Joan Salge Blake, a registered dietitian and clinical associate professor at Boston University’s Sargent College of Health & Rehabilitation Sciences, likens the process to a high-tech way of trimming as much fat as possible from a steak. “It’s meat,’’ she said, “and it’s up to you if you want to eat it. Sort of like you buy organic, or you don’t buy organic.’’

Next year, the USDA will give school districts nationwide the choice to choose between beef patties, meatballs, and gyro strips made with or without the products “in response to requests from school districts across the nation.’’

“USDA only purchases products for the school lunch program that are safe, nutritious, and affordable, including all products containing lean finely textured beef,’’ the department said in a statement released Thursday.

“However, due to customer demand, the department will be adjusting its procurement specifications.’’

Dubbed “pink slime’’ by a federal microbiologist, the meat product has been on the market for years.

While federal regulators insist that the processed meat is safe to eat, advocates of organic agriculture disagree, saying that it is an unappetizing example of industrialized food production.

But Katherine Tucker, chairwoman of Northeastern University’s department of health sciences, said the issue is not necessarily one of safety but of consumer confidence.


There is no precise way to determine pink slime’s prevalence in the market, industry officials said, because the meat filler does not have to be labeled as an ingredient in ground beef.

Consumers are not aware that their hamburger might not be made solely of ground beef but filled with “something that’s been forcibly separated,’’ Tucker said.

“I study food, and it’s new to me,’’ Tucker said. “The treatment of it is just really unattractive.
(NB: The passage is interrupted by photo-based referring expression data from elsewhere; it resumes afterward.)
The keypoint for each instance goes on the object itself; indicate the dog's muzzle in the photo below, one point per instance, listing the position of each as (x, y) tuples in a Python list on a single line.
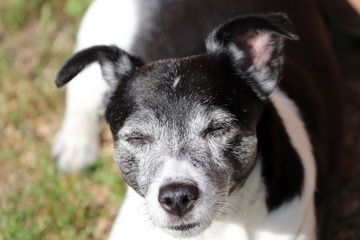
[(178, 198)]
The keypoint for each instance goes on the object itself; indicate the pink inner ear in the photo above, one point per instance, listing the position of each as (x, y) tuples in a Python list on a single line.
[(260, 49)]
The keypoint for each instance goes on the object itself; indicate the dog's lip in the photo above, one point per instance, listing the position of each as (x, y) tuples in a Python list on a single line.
[(184, 227)]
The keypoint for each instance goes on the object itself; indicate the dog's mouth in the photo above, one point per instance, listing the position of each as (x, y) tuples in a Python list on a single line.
[(184, 227)]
And the idea that it’s in our school lunches and has been fed to children without our knowledge is upsetting to a lot of people.’’
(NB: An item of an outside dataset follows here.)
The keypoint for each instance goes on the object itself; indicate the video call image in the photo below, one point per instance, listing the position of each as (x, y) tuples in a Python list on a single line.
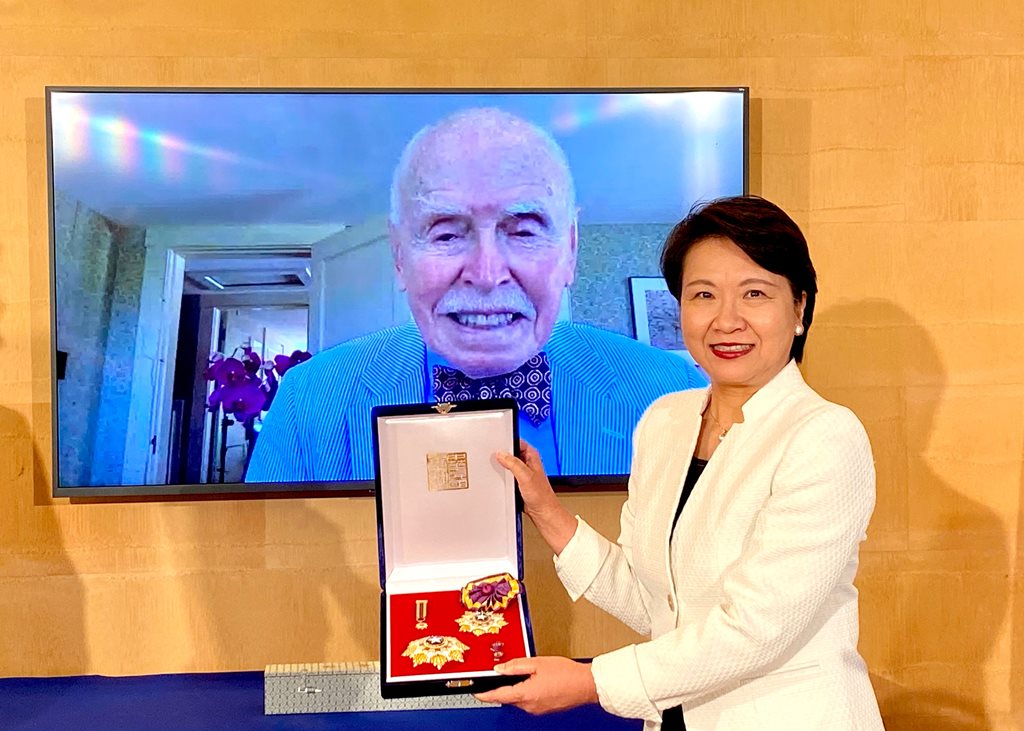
[(241, 276)]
Parent Nikkisha Thompson-Speivey said she was comforted by the school district’s move to take the product out of school lunches.

“The whole ammonia thing was unsettling,’’ said Thompson-Speivey, whose two children attend Orchard Gardens K-8 School in Roxbury. “When I heard about it, I was like, ‘Are you kidding me?’ And it makes me wonder what’s in the other foods.’’

She expects her youngest to be particularly upset that lunches bereft of ground beef, such as tacos and meatballs, will be served until substitute supplies arrive. “But she’ll get over it,’’ the Roxbury mother said.

The school’s cafeteria manager thinks the outcry is overblown. “If this food was bad, the whole school would be sick,’’ said Kathy Carney from inside the walk-in freezer.

“Do not eat’’ was written in red marker on four boxes and a few bags, the school’s supply of products containing ground beef.


But there was nothing pink, slimy, or noticeably unusual about the contents inside. It looked like standard frozen beef.